DUBAI - O ex-primeiro-ministro tailandês Thaksin Shinawatra tachou de "muito política" a decisão do Supremo Tribunal de confiscar mais da metade de sua fortuna, em uma declaração a seus seguidores através de vídeoconferência.

- É um assunto muito político. Utilizaram a Corte para se desfazerem de um político - declarou o ícone dos "camisas vermelhas" em Dubai, onde vive exilado.

O Tribunal Supremo da Tailândia decidiu confiscar mais da metade de sua fortuna por considerar que ele se aproveitou de cargo político para enriquecer.

Os nove magistrados da Corte deveriam se pronunciar sobre os 76,6 bilhões de bahts (2,3 bilhões de dólares) que representam os bens, atualmente congelados, de Thaksin, um magnata das telecomunicações.

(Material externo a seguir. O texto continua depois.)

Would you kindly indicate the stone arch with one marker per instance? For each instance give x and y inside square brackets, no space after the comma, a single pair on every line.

O dinheiro vem da venda em janeiro de 2006 da metade das participações de seu grupo de telecomunicações Shin Corp. ao Temasek, de Cingapura. A transação desencadeou então um escândalo e fez sua popularidade desabar.

Foram confiscados 1,4 bilhão de dólares. Thaksin foi derrotado por uma junta em setembro de 2006 e se exilou para evitar uma condenação a dois anos de prisão por desvio de verbas em outro caso.